In example one, let’s assume you are an individual who makes $ 9,950 as the annual income. According to latest published 2021 tax brackets, you will be liable to pay a 10% of tax. Let’s say you needed up earning $ 9,960 income and what will be your tax liability? The below graph will explain this in detailed.
As some would incorrectly interpret, for a total income of $ 9,960, you will not ended up paying 12% tax. So you will get charged 10% until $ 9,950 as this scenario is for a single unmarried individual and 12% will be charged for the additional $ 10 the individual makes which comes only $ 1.2 for the second bracket. So you ended up paying a total tax amount of $ 996.2 in contrary to $ 1195.2 if calculated 12% as the tax rate.
This calculations is applicable for all the tax brackets. To demonstrate this further, let’s take an example of if you file jointly with your spouse and both make a total of $ 85,100 annually. According to the 2021 tax brackets, you would be in the 22% bracket. But as we explained, it is not the case.

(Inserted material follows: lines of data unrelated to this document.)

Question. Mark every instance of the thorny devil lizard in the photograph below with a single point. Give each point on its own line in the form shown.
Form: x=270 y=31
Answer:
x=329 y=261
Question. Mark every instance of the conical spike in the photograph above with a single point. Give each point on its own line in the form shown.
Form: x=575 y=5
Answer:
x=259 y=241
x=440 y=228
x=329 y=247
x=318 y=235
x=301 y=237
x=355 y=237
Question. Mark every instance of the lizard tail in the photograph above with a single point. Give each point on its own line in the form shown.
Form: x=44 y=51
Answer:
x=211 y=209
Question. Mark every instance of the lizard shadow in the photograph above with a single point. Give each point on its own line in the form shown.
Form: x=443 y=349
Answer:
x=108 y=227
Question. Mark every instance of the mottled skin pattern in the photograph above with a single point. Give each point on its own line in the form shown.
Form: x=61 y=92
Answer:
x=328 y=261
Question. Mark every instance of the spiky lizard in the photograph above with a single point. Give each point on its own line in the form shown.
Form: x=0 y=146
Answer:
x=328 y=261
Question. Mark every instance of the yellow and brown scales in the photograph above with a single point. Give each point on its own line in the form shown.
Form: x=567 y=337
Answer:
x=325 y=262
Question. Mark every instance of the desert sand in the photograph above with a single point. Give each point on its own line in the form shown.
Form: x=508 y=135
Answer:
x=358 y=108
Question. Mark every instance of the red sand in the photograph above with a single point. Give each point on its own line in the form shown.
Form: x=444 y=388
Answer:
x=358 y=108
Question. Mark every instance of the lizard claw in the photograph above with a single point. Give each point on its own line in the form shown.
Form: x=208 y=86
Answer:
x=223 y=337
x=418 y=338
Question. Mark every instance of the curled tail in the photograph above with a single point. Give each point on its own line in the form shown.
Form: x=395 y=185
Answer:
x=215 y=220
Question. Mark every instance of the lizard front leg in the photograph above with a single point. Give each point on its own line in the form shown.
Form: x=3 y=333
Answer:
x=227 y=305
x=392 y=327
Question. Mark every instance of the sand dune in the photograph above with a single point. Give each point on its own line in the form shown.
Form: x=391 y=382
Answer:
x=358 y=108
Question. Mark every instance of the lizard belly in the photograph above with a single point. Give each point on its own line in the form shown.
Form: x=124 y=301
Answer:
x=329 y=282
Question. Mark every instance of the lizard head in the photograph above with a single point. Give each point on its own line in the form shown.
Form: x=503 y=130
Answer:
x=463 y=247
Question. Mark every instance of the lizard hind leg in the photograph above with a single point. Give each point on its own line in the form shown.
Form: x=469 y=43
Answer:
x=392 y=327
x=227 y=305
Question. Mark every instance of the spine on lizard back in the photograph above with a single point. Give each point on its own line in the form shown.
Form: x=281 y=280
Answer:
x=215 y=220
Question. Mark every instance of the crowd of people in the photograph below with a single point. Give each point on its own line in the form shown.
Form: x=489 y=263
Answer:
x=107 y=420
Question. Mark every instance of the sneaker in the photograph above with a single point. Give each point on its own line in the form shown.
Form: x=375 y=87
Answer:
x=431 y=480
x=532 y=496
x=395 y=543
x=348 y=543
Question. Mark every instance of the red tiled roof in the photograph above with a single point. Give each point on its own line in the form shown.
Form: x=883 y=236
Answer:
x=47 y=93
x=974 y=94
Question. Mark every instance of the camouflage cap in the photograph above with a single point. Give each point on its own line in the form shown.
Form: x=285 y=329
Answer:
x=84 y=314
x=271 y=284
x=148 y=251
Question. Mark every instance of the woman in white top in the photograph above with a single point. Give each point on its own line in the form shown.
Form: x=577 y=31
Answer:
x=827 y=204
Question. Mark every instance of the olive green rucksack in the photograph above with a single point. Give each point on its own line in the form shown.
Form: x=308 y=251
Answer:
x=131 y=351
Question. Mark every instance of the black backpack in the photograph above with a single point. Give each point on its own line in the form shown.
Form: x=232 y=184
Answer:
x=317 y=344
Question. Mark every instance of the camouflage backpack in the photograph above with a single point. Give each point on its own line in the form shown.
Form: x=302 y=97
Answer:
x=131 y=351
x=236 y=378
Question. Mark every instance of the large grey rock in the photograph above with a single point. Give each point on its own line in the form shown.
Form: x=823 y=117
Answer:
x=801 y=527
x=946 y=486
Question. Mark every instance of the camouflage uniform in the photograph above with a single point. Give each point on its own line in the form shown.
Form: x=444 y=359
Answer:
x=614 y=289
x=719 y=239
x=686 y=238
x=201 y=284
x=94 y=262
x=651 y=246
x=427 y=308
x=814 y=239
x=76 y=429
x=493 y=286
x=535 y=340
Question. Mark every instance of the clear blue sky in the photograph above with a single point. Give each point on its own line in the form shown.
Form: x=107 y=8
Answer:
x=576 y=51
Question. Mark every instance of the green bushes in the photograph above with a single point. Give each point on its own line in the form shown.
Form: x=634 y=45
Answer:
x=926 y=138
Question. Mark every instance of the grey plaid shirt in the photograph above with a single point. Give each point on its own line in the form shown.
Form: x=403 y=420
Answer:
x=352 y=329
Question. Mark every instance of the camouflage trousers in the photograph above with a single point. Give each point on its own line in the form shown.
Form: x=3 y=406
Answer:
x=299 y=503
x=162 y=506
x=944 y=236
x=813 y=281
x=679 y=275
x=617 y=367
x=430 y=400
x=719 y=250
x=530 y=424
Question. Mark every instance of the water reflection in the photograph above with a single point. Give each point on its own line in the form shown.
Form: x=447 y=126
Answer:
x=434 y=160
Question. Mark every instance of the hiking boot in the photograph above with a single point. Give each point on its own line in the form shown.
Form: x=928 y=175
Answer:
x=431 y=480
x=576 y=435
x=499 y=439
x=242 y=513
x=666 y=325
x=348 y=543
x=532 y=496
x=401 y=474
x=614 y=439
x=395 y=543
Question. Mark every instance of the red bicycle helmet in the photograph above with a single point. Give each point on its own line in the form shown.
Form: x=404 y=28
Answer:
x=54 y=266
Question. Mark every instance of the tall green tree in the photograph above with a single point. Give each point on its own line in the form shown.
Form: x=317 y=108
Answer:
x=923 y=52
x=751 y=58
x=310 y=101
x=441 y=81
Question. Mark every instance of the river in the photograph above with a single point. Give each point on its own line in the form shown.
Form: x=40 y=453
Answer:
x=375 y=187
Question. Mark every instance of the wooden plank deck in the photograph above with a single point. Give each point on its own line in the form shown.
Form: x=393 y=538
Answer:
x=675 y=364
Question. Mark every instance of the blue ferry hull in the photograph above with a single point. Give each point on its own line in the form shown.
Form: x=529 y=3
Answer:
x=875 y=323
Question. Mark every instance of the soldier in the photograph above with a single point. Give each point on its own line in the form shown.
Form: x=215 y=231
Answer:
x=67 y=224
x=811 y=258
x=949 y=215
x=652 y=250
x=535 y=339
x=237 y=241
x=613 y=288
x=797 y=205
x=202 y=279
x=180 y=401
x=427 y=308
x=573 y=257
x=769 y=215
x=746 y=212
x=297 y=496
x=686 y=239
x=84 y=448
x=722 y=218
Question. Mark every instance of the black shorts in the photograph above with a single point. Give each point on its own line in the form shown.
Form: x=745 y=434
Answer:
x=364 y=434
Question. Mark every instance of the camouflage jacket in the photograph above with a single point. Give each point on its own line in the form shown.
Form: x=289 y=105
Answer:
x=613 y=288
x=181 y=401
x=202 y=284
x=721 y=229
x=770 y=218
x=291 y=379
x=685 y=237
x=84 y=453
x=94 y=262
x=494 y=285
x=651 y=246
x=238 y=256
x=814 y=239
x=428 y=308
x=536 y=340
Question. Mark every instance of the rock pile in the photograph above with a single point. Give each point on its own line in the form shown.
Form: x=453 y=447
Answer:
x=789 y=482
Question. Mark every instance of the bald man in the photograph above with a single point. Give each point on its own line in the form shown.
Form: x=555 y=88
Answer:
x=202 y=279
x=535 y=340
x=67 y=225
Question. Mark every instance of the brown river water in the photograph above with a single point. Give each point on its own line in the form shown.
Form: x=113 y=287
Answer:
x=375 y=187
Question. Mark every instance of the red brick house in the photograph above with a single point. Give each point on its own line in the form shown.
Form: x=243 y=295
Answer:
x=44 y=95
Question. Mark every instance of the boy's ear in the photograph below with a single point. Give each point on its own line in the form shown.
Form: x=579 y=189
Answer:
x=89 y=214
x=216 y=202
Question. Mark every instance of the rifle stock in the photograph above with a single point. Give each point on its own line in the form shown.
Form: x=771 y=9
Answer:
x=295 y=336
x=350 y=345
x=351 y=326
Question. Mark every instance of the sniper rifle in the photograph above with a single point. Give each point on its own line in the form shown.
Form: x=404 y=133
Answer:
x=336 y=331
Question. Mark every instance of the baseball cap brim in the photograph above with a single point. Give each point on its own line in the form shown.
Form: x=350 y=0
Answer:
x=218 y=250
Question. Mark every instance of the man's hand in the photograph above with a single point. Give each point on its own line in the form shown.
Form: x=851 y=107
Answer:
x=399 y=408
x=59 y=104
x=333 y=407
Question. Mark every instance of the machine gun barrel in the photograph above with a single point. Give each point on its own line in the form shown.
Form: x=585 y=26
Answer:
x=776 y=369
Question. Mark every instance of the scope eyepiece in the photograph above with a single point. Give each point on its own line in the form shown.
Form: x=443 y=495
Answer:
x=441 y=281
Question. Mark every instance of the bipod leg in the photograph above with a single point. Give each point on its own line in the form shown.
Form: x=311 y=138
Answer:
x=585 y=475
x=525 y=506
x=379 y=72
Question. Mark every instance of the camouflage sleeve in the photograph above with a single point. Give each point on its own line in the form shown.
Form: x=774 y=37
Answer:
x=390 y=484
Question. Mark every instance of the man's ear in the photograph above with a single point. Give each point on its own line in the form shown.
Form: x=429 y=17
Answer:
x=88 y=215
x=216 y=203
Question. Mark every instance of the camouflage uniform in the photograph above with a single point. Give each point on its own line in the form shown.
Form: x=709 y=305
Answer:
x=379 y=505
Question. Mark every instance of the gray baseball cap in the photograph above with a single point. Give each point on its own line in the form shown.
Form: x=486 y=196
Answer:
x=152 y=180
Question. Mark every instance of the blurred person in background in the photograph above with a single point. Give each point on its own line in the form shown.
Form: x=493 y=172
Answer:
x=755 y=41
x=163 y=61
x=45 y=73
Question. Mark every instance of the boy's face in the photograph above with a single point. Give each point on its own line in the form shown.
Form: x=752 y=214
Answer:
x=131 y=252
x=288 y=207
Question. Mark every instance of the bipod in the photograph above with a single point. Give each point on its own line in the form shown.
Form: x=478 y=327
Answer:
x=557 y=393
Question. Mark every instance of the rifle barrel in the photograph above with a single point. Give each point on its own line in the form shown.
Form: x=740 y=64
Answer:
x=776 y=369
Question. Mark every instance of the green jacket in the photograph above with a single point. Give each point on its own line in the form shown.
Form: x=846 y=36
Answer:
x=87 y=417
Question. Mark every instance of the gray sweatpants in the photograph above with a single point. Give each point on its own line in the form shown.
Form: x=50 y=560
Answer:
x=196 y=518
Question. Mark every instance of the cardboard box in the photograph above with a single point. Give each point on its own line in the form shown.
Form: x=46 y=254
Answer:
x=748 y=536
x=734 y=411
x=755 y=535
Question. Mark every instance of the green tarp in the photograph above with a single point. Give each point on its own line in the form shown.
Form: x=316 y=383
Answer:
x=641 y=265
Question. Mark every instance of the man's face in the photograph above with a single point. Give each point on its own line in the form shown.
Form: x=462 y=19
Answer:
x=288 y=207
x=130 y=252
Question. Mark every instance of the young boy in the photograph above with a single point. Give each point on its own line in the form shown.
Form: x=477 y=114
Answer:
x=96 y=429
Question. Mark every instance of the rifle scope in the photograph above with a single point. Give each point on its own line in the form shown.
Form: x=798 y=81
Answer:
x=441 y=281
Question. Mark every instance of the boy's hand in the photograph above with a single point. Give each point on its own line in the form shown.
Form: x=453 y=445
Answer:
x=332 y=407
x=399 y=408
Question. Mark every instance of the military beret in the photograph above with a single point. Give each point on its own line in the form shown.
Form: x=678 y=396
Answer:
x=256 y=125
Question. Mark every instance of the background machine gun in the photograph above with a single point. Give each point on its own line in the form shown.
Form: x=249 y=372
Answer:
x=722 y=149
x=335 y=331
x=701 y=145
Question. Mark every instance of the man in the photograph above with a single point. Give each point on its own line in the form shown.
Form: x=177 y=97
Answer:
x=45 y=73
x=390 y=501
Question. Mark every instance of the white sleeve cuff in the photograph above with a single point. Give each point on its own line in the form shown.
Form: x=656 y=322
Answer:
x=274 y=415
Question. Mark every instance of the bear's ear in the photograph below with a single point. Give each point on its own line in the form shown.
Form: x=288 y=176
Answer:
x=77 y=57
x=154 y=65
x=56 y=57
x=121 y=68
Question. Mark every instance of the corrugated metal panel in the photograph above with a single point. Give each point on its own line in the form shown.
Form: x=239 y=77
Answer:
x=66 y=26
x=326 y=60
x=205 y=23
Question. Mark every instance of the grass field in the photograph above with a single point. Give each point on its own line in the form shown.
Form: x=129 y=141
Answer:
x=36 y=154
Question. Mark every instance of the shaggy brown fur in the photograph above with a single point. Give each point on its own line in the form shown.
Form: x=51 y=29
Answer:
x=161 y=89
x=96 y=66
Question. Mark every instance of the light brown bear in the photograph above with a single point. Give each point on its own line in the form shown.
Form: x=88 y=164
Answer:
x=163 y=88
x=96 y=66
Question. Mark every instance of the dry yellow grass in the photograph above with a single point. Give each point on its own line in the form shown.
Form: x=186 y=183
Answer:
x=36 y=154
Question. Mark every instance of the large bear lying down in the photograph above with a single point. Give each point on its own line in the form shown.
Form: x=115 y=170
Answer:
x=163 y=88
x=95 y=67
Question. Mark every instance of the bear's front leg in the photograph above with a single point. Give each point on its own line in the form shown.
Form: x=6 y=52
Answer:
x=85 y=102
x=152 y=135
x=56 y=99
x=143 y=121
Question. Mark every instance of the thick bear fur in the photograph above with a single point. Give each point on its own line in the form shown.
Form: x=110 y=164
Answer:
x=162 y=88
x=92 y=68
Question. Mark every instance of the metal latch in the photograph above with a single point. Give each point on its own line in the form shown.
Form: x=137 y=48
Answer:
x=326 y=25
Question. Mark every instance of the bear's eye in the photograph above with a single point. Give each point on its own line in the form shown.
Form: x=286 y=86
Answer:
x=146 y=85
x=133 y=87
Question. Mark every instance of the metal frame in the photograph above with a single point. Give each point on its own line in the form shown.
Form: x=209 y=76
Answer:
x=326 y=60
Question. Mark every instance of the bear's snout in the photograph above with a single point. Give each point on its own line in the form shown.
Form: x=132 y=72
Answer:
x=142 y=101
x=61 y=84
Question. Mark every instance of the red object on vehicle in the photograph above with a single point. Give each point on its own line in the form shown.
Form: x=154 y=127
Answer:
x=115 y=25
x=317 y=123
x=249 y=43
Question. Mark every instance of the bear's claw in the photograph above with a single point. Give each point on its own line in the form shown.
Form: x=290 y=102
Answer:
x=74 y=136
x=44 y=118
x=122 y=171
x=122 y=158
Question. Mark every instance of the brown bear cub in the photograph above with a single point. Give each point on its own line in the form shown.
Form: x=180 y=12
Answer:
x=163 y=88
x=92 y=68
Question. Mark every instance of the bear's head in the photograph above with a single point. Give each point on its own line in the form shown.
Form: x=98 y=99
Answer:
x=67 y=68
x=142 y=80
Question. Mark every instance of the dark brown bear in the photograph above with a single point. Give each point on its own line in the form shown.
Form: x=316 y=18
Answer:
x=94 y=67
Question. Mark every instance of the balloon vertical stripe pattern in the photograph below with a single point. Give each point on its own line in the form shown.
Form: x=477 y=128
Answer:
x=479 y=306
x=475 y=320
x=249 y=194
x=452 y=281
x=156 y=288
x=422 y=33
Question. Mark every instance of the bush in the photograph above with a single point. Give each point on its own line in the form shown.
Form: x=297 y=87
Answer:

So the calculations are as follows;
Up to $19,900 at the rate of 10% of tax liability = $ 1,990
From $19,901 to $81,050 at the rate of 12% of tax liability = $ 7,338
Balance $ 50 at the rate of 22% of tax liability = $ 11
Total tax payable for $ 85,100 is = $ 9,339
Hence the total would be $ 9,339 for a total joint income of $ 85,100 annually. It is not 22% of $ 85,100 which comes to $18,722. In fact it is only 10.97% of tax calculated against the total income. So in this example, the marginal tax rate is 22% and the effective tax rate is 10.97%.
Bottom Line
Remember your top tax bracket doesn’t merely depend on your salary. There are other factors which contributes to the final tax liability figures such as interest and capital gains and your deductions. This could be gaining for you as you could fall into a lower tax bracket, reducing your tax liability.
Further when filing jointly and if your spouse has tax refunds due to scenarios such as unpaid government debt on federal government, sometimes it would be advantageous to select to file as “Married Filing Separately”
Will the President Joe Biden’s Tax plans will dramatically?
There will be few changes will introduced under President Joe Biden’s regime.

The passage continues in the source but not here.